All told, this is a political play that deals with authority and repression. It begins with a (Manipuri) nonsense verse “Te-te tena-wa” set to the tune of “Jana Gana Mana”, which degenerates into a cacophonic shouting that clearly symbolises disturbance and conflict. The powerful stories of women whose sons have disappeared — either killed by the state or recruited by militants — are not specific to any state or even country. Vendors relocated from an old market into a new one, teenagers with money to burn… the playwright has constantly tried to generalise human experience.

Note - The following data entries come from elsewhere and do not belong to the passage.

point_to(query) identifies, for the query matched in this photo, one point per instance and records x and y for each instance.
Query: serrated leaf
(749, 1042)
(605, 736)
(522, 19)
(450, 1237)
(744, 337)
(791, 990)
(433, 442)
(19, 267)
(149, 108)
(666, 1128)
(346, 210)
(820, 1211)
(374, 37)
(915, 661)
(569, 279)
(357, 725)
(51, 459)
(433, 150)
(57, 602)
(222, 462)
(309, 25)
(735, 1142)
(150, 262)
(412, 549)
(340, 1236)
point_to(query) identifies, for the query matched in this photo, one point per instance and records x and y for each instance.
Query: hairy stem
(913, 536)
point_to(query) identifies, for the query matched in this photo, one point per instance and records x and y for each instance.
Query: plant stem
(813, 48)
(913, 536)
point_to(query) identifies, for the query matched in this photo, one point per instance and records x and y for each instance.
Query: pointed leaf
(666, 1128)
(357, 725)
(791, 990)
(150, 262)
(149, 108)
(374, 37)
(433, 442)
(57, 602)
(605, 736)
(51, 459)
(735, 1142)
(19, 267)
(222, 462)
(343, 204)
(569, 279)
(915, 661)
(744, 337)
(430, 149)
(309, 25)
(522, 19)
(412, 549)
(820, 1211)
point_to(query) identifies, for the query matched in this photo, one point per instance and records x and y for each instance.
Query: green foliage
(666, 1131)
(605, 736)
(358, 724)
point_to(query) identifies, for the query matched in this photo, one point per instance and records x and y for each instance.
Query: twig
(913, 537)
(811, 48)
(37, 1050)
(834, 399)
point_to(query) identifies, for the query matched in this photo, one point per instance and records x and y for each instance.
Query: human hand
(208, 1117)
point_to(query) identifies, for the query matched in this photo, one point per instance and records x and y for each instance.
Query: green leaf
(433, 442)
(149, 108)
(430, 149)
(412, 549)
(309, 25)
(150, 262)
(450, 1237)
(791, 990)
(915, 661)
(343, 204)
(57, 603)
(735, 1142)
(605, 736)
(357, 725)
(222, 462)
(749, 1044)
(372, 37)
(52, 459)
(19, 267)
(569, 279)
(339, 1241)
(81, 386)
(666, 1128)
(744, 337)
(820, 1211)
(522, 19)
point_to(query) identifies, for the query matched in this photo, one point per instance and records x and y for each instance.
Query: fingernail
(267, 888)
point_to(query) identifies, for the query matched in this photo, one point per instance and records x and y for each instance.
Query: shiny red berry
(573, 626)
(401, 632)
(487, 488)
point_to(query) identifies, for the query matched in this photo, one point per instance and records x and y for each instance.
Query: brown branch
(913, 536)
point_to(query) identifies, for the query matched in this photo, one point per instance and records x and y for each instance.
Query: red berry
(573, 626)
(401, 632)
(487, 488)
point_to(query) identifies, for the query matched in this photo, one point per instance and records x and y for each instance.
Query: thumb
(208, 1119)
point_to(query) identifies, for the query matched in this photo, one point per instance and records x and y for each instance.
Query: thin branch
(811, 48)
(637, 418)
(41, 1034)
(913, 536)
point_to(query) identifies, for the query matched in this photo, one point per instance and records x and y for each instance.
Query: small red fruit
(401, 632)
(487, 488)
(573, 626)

Before the play began the audience was invited to walk on stage and examine an ‘installation'. This consisted of some strong portrait shots and backlit images of presumably Ema Keithel and its women vendors (taken by Deepika Arwind), all the props in the play (including a teapot and glucose biscuits), and a silent, looped video showing a woman in the grip of either extreme grief or possession. If this was meant to draw us into the atmosphere of the play it didn't work. Had the photos been strung up along the last landing leading to the auditorium entrance, one could have lingered over them on the way in. Ambient sounds recorded in the market played through speakers would have captured the mood.
Thounaojam seems to have a penchant for catchy but mystifying titles. This one is a reference to an essay by David Foster Wallace (this uber-cool po-mo dead dude who is suddenly all the rage) in which he countered the belief that the lobster feels no pain when dunked in boiling water. Lucky lobster if feels no pain. Hmm. That requires quite a stretch of the imagination.